While writing the novel, she came across a headline in a newspaper that said if you want to kill your novel, have a dead narrator. And while initially she was writing Alice in the past, her voice was just so compelling and strong that Jacqueline began thinking what would happen if she brought her into the present.

It was a choice that reclaims the power for the victim yet also gives a platform for Jacqueline’s own feminist rage at gendered violence. She is a capital F feminist, but she doesn’t want the book to be like some sign she holds up at a rally.

Alice allowed for her to have this sort of gentle rage come through about the sort of crime she experienced. Growing up Jacqueline knew the difference between the way she had to navigate her safety and the way her male friends or her brother did. It was being aware, not from her own experience, but from her surroundings, of issues surrounding domestic violence. From a young age, she was angry and righteous about injustice.

Through writing the novel, she came to think of Ruby and Alice as representing two sides of the same coin. It wasn’t too much about balancing two different perspectives as it was figuring ways to suggest their connection to, and understanding of, one another was inevitable. This is as a result of the two women coming from different places, both emotionally and geographically, but their experiences are somehow the same, particularly when it comes to the sorts of guys they’ve been involved with, and more importantly, their shared determination to begin their new life in New York City.

Her dad passed away as she wrote the book, and shortly after his passing she went back and looked at her draft and it felt like something was missing. So she returned to the Death Club, and she thought about all of the questions she had. This was in the first three months after her dad died, and she was with him through his illness and his death.

She had all of these questions and the only thing that she wanted to do was chat with people that were asking these same questions. So the same kinds of questions are being asked by the Death Club. Questions about if you even know you’ve died. Let alone what’ll happen after, the Death Club helps Alice process what happens to her. And she hopes that readers may have a bit of comfort to talk through some things that we do not typically talk about.

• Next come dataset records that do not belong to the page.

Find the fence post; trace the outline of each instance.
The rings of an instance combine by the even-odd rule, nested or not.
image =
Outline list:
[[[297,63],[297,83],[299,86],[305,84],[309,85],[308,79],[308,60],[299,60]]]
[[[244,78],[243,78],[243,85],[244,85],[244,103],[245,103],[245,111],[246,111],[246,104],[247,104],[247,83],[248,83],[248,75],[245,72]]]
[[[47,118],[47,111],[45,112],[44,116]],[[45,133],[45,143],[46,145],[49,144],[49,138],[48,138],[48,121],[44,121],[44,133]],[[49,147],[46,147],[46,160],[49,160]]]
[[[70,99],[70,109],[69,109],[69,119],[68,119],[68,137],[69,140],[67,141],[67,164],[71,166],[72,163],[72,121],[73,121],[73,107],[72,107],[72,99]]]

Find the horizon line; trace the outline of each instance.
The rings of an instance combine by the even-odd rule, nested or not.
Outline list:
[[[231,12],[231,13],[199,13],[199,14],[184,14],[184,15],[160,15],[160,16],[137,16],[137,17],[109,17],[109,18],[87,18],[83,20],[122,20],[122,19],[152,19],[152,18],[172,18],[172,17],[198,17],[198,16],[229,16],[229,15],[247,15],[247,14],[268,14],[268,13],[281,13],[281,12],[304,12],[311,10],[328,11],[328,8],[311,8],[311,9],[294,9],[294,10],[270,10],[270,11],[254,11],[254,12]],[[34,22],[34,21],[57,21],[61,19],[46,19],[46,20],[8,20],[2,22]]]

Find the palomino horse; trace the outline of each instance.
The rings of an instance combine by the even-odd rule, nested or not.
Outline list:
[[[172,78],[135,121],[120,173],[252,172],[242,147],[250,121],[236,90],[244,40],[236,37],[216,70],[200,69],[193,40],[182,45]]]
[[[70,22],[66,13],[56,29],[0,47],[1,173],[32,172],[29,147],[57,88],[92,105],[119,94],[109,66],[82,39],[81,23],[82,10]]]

But whether there is consciousness after death, she is happy not to know. Typically she’s the sort of person that will dig as far as she can in order to get the answer to something. However what if the answer ends up being no? It would make her really sad, yet if the answer were yes, it may change how we all live our lives. She does believe the dead are always with us, and all of us have to learn by ourselves how we hang onto them, but Jacqueline still has zero firm ideas on what happens next.

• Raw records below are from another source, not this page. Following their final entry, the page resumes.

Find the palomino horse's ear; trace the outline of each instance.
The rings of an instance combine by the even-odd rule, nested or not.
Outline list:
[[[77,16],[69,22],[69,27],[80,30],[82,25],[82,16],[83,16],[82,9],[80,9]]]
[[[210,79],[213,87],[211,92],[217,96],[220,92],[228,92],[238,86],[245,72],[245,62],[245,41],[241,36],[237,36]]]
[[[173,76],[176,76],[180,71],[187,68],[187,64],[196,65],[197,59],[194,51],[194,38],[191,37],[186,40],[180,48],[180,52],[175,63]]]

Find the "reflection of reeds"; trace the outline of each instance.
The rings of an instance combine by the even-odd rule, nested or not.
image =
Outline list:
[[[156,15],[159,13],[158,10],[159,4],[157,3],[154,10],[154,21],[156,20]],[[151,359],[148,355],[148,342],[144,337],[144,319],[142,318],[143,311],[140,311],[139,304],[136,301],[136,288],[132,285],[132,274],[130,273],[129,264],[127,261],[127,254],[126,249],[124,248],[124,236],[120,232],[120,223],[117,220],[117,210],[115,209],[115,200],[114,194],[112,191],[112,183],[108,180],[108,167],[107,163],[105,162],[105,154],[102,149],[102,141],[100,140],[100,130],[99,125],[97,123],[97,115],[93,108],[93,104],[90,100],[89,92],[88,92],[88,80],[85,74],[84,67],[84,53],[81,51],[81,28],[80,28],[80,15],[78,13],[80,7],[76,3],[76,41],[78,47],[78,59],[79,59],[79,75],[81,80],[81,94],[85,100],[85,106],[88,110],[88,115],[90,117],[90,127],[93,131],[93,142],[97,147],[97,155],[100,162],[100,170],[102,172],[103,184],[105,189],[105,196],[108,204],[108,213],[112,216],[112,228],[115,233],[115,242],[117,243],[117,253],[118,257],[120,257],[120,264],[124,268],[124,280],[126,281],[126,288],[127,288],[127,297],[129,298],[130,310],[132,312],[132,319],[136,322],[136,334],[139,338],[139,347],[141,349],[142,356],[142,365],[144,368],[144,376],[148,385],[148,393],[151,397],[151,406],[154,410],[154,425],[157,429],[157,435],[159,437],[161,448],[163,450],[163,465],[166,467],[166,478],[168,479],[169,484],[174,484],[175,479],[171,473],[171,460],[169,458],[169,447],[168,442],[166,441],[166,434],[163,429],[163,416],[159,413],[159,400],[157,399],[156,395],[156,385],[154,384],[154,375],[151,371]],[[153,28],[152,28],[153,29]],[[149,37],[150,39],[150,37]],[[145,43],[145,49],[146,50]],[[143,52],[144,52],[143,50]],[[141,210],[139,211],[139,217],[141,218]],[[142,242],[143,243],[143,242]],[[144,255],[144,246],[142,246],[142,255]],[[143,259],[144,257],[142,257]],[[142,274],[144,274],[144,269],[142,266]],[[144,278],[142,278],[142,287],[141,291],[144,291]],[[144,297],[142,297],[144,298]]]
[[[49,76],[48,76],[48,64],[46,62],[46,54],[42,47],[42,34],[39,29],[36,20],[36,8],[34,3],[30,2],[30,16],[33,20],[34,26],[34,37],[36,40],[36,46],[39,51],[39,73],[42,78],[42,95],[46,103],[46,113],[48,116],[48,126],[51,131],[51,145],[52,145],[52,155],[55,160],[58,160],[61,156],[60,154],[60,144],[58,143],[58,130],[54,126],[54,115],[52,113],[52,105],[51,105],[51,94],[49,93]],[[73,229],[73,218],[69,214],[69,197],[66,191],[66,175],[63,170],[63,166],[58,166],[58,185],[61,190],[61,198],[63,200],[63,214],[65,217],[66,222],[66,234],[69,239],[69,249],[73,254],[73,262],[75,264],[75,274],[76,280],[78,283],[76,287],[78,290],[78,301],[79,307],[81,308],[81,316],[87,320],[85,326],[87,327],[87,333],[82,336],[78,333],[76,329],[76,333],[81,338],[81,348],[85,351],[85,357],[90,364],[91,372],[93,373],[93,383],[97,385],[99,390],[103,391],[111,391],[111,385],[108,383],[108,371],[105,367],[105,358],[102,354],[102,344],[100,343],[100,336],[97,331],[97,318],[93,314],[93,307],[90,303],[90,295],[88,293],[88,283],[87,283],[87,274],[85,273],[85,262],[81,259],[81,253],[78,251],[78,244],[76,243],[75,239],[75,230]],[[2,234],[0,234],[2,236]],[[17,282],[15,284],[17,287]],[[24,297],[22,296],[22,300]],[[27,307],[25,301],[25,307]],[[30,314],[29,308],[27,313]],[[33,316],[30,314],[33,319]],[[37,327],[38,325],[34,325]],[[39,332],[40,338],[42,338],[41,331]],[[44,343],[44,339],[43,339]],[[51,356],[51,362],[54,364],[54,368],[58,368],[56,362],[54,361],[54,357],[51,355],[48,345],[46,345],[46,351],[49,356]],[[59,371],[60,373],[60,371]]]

“Before You Knew My Name” is the first stand alone novel and was released in 2021. This isn’t just yet another novel about some dead girl. Two women, one dead and one still living, get brought together in the dark underbelly of New York City in order to solve this tragic murder.

Alice Lee arrived in New York on her eighteenth birthday carrying just $600 in cash and a stolen camera, looking for a fresh new start. But now, only a month later, she’s the city’s most recent Jane Doe. She might be dead, but that does not at all mean her story has ended.

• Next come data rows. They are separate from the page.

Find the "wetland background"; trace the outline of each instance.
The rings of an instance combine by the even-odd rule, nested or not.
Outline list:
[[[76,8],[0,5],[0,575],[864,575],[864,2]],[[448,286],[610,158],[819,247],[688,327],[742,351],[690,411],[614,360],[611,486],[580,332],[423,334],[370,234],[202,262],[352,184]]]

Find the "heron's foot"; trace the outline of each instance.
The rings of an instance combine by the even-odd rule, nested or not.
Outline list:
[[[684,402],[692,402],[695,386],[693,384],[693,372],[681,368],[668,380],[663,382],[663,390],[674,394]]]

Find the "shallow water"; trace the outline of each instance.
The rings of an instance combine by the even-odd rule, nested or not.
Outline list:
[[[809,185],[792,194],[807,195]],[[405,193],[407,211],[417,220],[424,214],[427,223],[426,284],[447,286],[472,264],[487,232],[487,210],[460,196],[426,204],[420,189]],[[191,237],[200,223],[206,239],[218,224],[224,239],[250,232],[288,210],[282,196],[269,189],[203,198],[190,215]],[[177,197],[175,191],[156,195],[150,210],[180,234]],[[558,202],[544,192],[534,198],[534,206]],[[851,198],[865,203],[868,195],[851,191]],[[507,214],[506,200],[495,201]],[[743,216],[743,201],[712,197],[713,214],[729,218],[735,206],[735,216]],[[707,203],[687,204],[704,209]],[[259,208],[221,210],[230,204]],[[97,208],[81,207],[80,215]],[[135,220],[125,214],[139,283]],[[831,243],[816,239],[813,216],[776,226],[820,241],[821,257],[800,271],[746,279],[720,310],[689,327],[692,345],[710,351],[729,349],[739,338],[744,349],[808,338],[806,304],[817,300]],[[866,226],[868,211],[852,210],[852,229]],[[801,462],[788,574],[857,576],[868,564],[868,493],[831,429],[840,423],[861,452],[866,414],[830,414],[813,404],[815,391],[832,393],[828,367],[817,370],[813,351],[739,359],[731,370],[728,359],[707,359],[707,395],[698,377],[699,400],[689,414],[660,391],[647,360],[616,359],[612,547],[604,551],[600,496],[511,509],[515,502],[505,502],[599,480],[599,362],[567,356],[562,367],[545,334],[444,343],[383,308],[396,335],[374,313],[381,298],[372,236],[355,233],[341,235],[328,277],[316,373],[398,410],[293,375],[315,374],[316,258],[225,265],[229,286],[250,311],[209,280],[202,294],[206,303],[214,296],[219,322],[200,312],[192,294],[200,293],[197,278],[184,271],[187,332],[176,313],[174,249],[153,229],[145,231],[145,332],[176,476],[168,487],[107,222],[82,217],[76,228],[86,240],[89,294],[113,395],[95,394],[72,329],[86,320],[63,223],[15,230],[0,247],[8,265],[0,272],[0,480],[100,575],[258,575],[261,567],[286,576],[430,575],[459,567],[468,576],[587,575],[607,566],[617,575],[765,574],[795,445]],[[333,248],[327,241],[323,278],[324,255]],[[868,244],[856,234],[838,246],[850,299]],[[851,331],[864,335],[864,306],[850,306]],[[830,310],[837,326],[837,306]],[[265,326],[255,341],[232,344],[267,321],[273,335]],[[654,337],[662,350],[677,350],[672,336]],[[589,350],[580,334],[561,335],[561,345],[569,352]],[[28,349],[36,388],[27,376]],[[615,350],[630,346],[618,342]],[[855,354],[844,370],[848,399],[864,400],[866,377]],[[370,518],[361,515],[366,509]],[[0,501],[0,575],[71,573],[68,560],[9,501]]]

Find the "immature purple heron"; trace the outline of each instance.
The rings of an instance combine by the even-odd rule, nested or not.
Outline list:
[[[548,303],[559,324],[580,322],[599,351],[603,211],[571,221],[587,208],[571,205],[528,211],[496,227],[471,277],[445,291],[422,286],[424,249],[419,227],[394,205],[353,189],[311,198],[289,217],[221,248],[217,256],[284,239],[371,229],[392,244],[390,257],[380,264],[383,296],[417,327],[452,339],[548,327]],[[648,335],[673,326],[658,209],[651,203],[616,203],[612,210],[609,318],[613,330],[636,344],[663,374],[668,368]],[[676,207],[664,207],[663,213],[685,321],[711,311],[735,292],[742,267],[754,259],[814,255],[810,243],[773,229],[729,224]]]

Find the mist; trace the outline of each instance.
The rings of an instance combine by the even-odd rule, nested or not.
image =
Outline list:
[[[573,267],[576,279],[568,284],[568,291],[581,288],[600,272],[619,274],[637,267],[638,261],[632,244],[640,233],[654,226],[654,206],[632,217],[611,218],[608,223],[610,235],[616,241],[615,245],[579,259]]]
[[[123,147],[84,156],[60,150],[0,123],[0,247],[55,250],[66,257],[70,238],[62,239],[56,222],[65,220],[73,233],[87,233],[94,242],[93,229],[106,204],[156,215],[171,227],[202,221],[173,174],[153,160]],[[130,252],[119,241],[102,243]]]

Ruby Jones, meanwhile, is also attempting to reinvent herself. After she traveled halfway around the world, she is lonelier than ever in the Big Apple. Until she trips over a woman’s body near the Hudson River, and all of a sudden finds she’s unbreakably tied to this unknown dead woman.

Alice is certain that Ruby is the key to solving the mystery of her short life and tragic death. Ruby only wants to forget what she saw, however cannot seem to quit thinking about this young woman that she discovered. If she continues looking can she give this unidentified Jane Doe the closure and ending that she truly deserves?

“Before You Knew My Name” won the Crime Debut and Readers’ Choice Awards, Sisters in Crime. It was also the Editors’ Choice/Staff Pick by The New York Times Book Review.

This is a beautiful, heartbreaking, and hugely important novel that does not just wonder about whodunnit, but also asks who was she and what did she leave behind?